Schon länger berichten Tageszeitungen wie «Bund» oder BZ kaum noch aus der Gemeinde für die Gemeinde (oder aus dem Verein für den Verein). Früher machte solche akteursnahe Berichterstattung einen Grossteil des Lokalteils einer Zeitung aus.

Heute versuchen die Redaktionen Phänomene von allgemeinem Interesse herauszudestillieren und so ein breiteres Publikum anzusprechen als nur die unmittelbar Betroffenen.

Anstatt aus sieben Gemeindeversammlungen je eine Kurznachricht zu bringen zum Thema Kunstrasen auf dem Sportplatz, erklären sie mit einem einzigen grossen Hintergrundartikel, was es mit dem Trend zum Plastikbelag auf sich hat. Im Idealfall lässt sich so mit weniger Aufwand ein grösseres Publikum erreichen; der Traum jedes renditebewussten Medienunternehmens.

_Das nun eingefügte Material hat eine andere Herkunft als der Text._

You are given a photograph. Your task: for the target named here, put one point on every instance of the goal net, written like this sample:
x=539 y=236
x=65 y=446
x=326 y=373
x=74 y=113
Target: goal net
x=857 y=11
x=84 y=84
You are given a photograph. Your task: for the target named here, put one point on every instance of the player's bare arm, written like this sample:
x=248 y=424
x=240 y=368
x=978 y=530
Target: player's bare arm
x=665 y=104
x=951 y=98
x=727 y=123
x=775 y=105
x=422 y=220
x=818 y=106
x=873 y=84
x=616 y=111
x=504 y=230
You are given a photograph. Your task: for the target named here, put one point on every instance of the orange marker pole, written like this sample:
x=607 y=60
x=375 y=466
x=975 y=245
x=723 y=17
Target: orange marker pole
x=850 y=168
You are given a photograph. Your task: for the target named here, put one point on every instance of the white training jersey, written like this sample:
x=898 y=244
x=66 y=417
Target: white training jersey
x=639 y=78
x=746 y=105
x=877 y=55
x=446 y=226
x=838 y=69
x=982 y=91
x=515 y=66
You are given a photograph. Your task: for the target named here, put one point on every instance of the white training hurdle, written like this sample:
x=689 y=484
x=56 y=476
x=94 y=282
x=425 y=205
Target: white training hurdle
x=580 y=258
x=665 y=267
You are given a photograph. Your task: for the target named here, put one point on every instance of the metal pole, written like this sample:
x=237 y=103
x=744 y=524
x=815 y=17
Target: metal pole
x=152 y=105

Nun dreht Tamedia weiter an der Schraube und will die Region vor allem aus einer nationalen Perspektive anschauen. Das wäre kein Problem, wenn es starke Akteure gäbe, die hier entgegenhalten und auch weiterhin aus der Region und für die Region berichten. Zum Beispiel die SRG. Die soll nach Meinung der Verleger das machen, was Private nicht (mehr) tun.

Mit den Regionaljournalen pflegt das Schweizer Radio SRF einen Journalismus aus der Region und für die Region.

Doch in der Online-Berichterstattung schlägt SRF den gleichen Weg ein wie Tamedia.

So schaffte SRF im letzten Herbst die regionalen Ressorts auf der Website srf.ch ab mit der Begründung, die Nutzung sei zu bescheiden. Stattdessen können die Regionalredaktionen nun vermehrt Meldungen auf der Hauptseite SRF News platzieren und so ein breiteres Publikum ansprechen. Das funktioniert aber nur mit Themen, die überregional interessieren.

Der Strategiewechsel stösst SRG-intern und bei der Politik auf Kritik. Während eine Mehrheit der lokalen Trägerschaften im Vorfeld das Vorgehen von Schweizer Radio und Fernsehen SRF unterstützte, halten sie es inzwischen für problematisch. SRF müsse sich nicht nur nach nationalen Quoten, sondern auch nach regionaler Relevanz ausrichten, hielten die Programmkommissionen von fünf Deutschschweizer SRG-Trägerschaften kürzlich fest. Sie befürchten zudem eine weitere Marginalisierung der Regionalinformationen und regen darum an, «den Strategiewechsel zu überdenken». Ähnlich lautende Bedenken haben auch die Parlamente und Regierungen beider Basel bei zuständigen Stellen von SRF deponiert.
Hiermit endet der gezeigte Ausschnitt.